What Makes It "Alternative"?
Alternative assessment is defined in contrast to traditional testing:
| Traditional testing | Alternative assessment |
|---|---|
| Product-oriented | Process-oriented |
| Standardised, one-shot | Ongoing, cumulative |
| Decontextualised | Contextualised, authentic |
| Teacher/examiner-controlled | Learner involvement (self/peer) |
| Discrete-point (grammar, vocabulary) | Integrative (communicative performance) |
| Norm-referenced or criterion-referenced | Often criterion-referenced or ipsative (self-referenced) |
Alternative assessment does not reject traditional testing outright — it supplements it with methods that capture aspects of language ability that tests miss.
Common Forms
Portfolio Assessment
A curated collection of learner work over time — drafts, revisions, reflections, best pieces. Shows development, not just final product. The learner selects and reflects on the contents, making it a tool for Self-Assessment and metacognitive development.
Self-Assessment
Learners evaluate their own performance against criteria — checklists, can-do statements (as in the CEFR self-assessment grid), reflective journals. Develops metacognitive awareness and Learner Autonomy.
Peer Assessment
Learners evaluate each other's work using shared criteria. Builds critical awareness of quality, provides additional feedback, and develops evaluative skills. Requires training and clear rubrics.
Performance Assessment
Learners demonstrate ability through real-world tasks — presentations, role-plays, interviews, simulations. Assesses what learners can do, not what they know about the language.
Authentic Assessment
Tasks mirror genuine communicative purposes — writing a real email, giving a real presentation, participating in a real discussion. The assessment context matches the use context.
Observation
Structured teacher observation of learner performance during classroom activities — using checklists, rating scales, or anecdotal records. Captures spontaneous language use that tests cannot.
Conferencing
One-to-one meetings between teacher and learner to discuss progress, set goals, and reflect on learning. Provides individualised feedback and develops self-regulation.
Theoretical Rationale
- Construct validity: Language is a complex, integrated ability. Discrete-point tests sample isolated components; alternative assessment captures integrated performance.
- Washback: Formative and process-oriented assessment has positive washback — it encourages the kind of learning and teaching we value (communication, reflection, autonomy).
- Fairness: Standardised tests can disadvantage learners from certain cultural or socioeconomic backgrounds (see Test Bias). Alternative assessment provides multiple, varied opportunities to demonstrate ability.
- Learning-oriented assessment: Alternative assessment blurs the line between assessment and learning — the assessment process itself promotes development.
Challenges
- Reliability: Without standardisation, scores can be inconsistent across raters and contexts.

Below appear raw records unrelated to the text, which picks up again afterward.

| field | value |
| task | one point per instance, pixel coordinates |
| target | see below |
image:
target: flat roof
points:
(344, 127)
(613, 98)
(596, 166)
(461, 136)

Clear rubrics and rater training mitigate this but do not eliminate it.
- Time: Portfolios, conferences, and observations are far more time-intensive than marking a test.
- Subjectivity: Teacher judgement is central, which raises concerns about bias.
- Institutional acceptance: Many educational systems require standardised scores for certification, placement, or accountability. Alternative assessment may not satisfy these demands.
- Learner readiness: Self-assessment and peer assessment require metacognitive skills that lower-level or younger learners may not yet have. Training is essential.
Practical Implementation
- Use alternative assessment alongside traditional testing, not as a wholesale replacement.
- Develop clear criteria and rubrics before implementation — both teachers and learners need to understand what quality looks like.
- Train learners in self-assessment and peer assessment — it is a skill, not an instinct.
- Start small: add one alternative assessment component (e.g., a reflective journal or a single peer assessment task) before redesigning an entire assessment system.
- Document everything: alternative assessment requires more record-keeping than a single test score.